Introduction
In a few words, VexiiRiscv :
Is an project which implement an hardware CPU
Follows the RISC-V instruction set
Is free / open-source
Should fit well on FPGA but also be portable to ASIC
Other doc / media / talks
Here is a list of links to resources which present or document VexiiRiscv :
Technicalities
VexiiRiscv is a from scratch second iteration of VexRiscv, with the following goals :
To implement RISC-V 32/64 bits IMAFDCSU
Could start around as small as VexRiscv, but could scale further in performance
Optional late-alu
Optional multi issue
Providing a cleaner implementation, getting ride of the technical debt, especially the frontend
Scale well at higher frequencies via its hardware prefetching and non blocking write-back D$
Proper branch prediction
…
On this date (09/08/2024) the status is :
RISC-V 32/64 IMAFDCSU supported (Multiply / Atomic / Float / Double / Supervisor / User)
Can run baremetal applications (2.50 dhrystone/MHz, 5.24 coremark/MHz)
Can run linux/buildroot/debian on FPGA hardware (via litex)
single/dual issue supported
late-alu supported
BTB/RAS/GShare branch prediction supported
MMU SV32/SV39 supported
LSU store buffer supported
Non-blocking I$ D$ supported
Hardware/Software D$ prefetcher supported
Hardware I$ prefetcher supported
Here is a diagram with 2 issue / early+late alu / 6 stages configuration (note that the pipeline structure can vary a lot):
About VexRiscv (not VexiiRiscv)
There is few reasons why VexiiRiscv exists instead of doing incremental upgrade on VexRiscv
Mostly, all the VexRiscv parts could be subject for upgrades
VexRiscv frontend / branch prediction is quite messy
The whole VexRiscv pipeline would have need a complete overhaul in oder to support multiple issue / late-alu
The VexRiscv plugin system has hits some limits
VexRiscv accumulated quite a bit of technical debt over time (2017)
The VexRiscv data cache being write though start to create issues the faster the frequency goes (DRAM can’t follow)
The VexRiscv verification infrastructure based on its own golden model isn’t great.
So, enough is enough, it was time to start fresh :D
Check list
Here is a list of important design assumptions and things to know about :
trap/flush/pc request from the pipeline, once asserted one cycle can not be undone.
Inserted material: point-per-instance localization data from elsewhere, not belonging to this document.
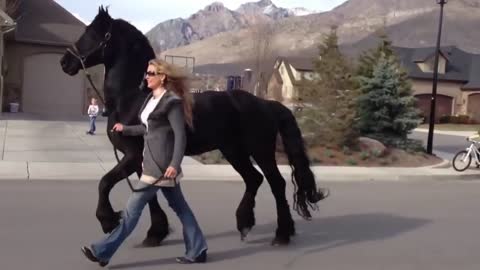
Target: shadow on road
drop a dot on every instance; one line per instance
(313, 237)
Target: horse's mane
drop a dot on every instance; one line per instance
(133, 36)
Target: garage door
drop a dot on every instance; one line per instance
(473, 108)
(443, 106)
(47, 90)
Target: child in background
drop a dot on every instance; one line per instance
(92, 113)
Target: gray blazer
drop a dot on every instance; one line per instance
(165, 140)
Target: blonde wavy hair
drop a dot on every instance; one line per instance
(177, 81)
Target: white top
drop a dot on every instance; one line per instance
(92, 110)
(151, 104)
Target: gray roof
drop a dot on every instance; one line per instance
(299, 63)
(46, 22)
(461, 66)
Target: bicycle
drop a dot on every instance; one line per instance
(465, 156)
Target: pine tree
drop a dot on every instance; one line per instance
(386, 106)
(331, 105)
(369, 58)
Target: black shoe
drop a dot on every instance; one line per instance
(202, 258)
(89, 254)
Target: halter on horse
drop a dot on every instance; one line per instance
(237, 123)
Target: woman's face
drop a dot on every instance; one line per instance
(154, 79)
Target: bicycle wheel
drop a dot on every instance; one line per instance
(461, 161)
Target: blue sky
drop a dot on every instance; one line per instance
(145, 14)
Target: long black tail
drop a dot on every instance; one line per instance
(306, 194)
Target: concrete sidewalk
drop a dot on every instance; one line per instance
(41, 149)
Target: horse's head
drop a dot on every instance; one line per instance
(88, 50)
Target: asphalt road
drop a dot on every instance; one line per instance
(445, 146)
(363, 225)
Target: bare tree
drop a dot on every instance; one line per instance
(262, 36)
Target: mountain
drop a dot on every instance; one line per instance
(213, 19)
(410, 23)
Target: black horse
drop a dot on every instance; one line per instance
(237, 123)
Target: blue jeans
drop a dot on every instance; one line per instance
(193, 237)
(92, 124)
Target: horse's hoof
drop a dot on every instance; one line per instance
(322, 194)
(152, 242)
(280, 241)
(109, 224)
(244, 233)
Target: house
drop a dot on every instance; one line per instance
(458, 88)
(34, 77)
(284, 81)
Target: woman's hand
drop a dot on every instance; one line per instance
(117, 127)
(171, 172)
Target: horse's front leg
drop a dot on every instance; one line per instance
(105, 214)
(253, 179)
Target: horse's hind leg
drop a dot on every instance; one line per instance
(286, 227)
(159, 228)
(253, 179)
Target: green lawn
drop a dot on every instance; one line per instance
(453, 127)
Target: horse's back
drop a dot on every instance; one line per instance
(226, 118)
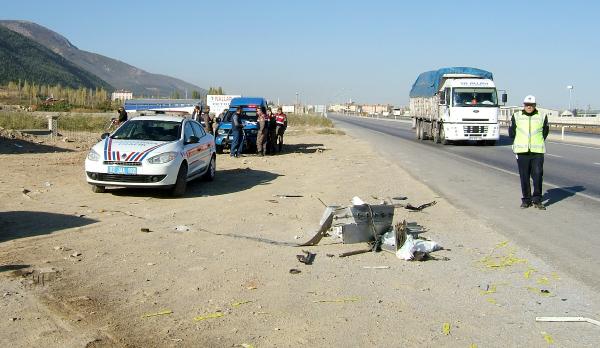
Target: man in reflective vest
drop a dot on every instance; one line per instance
(529, 130)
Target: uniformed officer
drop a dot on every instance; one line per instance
(529, 130)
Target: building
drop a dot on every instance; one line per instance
(121, 95)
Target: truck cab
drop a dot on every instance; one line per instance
(468, 109)
(223, 135)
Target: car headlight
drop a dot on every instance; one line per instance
(164, 157)
(93, 155)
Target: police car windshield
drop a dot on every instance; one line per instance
(155, 130)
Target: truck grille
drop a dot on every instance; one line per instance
(126, 178)
(472, 130)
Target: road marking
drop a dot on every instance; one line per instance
(575, 193)
(574, 145)
(516, 174)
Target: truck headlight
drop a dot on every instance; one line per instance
(93, 155)
(164, 157)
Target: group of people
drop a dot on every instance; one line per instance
(271, 128)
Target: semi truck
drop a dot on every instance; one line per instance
(456, 104)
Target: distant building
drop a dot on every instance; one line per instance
(121, 95)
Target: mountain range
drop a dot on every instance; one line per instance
(118, 74)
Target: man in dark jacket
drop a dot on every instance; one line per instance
(236, 132)
(529, 130)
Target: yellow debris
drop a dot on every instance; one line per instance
(446, 328)
(491, 300)
(543, 280)
(490, 290)
(528, 273)
(547, 337)
(209, 316)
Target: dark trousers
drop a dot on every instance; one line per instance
(236, 142)
(531, 167)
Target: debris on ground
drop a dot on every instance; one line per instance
(165, 312)
(307, 258)
(209, 316)
(568, 319)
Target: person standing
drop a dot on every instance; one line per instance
(272, 132)
(122, 116)
(529, 131)
(207, 120)
(196, 113)
(236, 132)
(263, 124)
(281, 124)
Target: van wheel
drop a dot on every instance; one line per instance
(181, 183)
(211, 171)
(98, 189)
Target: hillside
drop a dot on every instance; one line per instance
(24, 59)
(119, 74)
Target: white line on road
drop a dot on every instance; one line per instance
(574, 145)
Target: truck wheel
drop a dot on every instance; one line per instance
(211, 170)
(181, 183)
(443, 139)
(98, 189)
(436, 132)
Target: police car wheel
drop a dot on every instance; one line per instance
(211, 171)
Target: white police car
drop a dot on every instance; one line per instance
(152, 151)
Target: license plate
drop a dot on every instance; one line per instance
(122, 170)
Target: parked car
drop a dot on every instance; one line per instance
(249, 120)
(159, 151)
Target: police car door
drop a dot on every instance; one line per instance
(189, 146)
(204, 145)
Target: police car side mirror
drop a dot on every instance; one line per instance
(192, 140)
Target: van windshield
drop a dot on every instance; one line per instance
(247, 116)
(475, 97)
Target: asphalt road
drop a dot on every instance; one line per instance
(484, 181)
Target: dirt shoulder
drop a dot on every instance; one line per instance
(76, 269)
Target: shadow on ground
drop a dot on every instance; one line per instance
(556, 195)
(18, 146)
(21, 224)
(226, 181)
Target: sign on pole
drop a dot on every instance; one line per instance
(218, 103)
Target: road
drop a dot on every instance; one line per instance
(484, 181)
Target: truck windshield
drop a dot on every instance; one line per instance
(479, 97)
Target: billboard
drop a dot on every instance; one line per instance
(219, 102)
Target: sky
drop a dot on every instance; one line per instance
(325, 52)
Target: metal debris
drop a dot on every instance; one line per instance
(307, 258)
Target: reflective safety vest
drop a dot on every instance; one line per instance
(280, 119)
(529, 135)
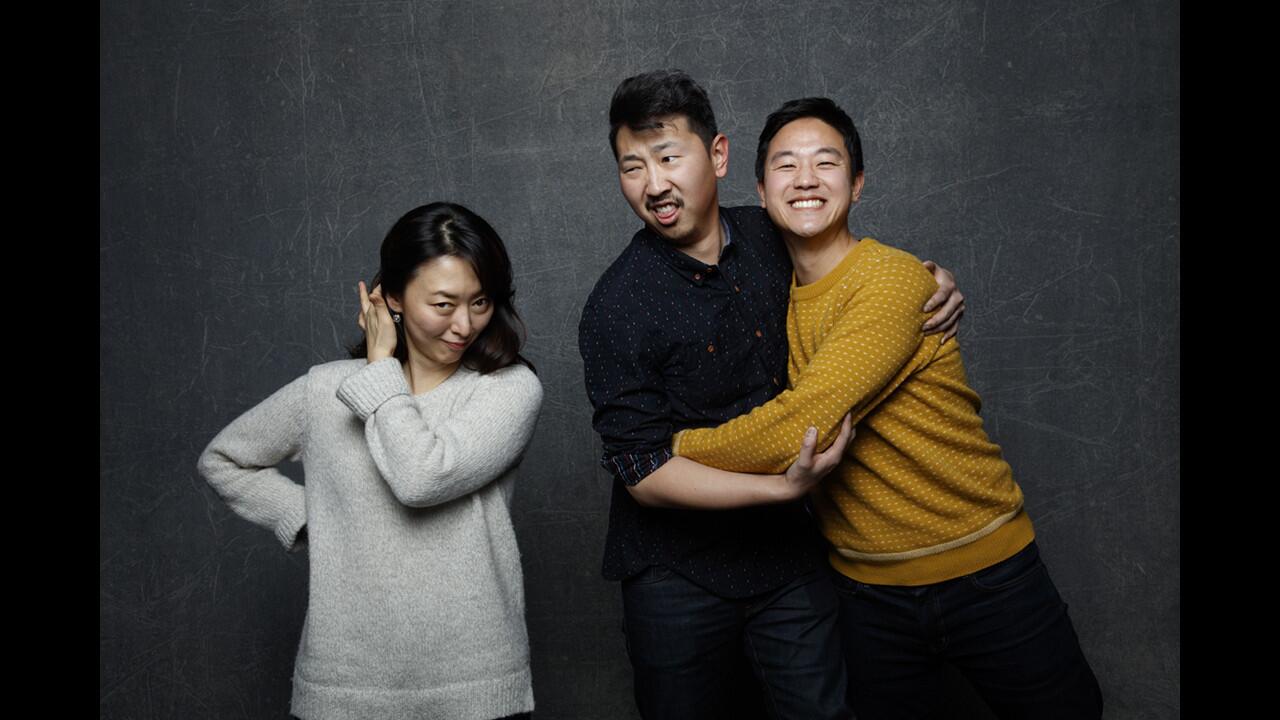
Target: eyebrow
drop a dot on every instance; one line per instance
(658, 147)
(791, 153)
(451, 296)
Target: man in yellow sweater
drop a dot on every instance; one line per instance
(935, 556)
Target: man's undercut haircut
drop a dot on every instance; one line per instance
(645, 100)
(824, 110)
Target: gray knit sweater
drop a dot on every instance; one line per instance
(416, 601)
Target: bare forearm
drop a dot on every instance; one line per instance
(684, 483)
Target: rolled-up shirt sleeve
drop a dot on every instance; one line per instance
(624, 383)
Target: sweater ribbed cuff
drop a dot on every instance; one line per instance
(375, 383)
(291, 523)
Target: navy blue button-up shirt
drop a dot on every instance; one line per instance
(670, 342)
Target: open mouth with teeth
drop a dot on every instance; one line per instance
(808, 203)
(666, 212)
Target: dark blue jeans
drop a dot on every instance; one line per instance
(1005, 628)
(686, 646)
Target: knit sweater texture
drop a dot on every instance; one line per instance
(416, 600)
(922, 495)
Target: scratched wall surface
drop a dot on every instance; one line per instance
(252, 156)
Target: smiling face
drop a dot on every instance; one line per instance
(444, 310)
(668, 177)
(808, 188)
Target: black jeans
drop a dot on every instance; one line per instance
(686, 643)
(1005, 628)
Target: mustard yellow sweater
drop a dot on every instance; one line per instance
(923, 495)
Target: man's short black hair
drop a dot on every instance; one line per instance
(641, 101)
(824, 110)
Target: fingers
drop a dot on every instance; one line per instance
(946, 285)
(364, 296)
(831, 456)
(810, 440)
(947, 315)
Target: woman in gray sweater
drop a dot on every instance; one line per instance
(416, 602)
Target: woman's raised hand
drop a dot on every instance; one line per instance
(375, 319)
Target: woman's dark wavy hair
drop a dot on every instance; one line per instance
(444, 228)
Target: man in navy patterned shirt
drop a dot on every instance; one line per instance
(722, 573)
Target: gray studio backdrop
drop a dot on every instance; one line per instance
(254, 155)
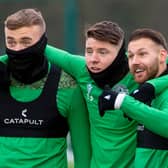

This also mean that while a given instruction is stuck somewhere, if that instruction did raised on of those request, nothing should change the execution path. For instance, a sudden cache line refill completion should not lift the request from the LSU asking a redo (due to cache refill hazard).
In the execute pipeline, stage.up(RS1/RS2) is the value to be used, while stage.down(RS1/RS2) should not be used, as it implement the bypassing for the next stage
Fetch.ctrl(0) isn’t persistent (meaning the PC requested can change at any time)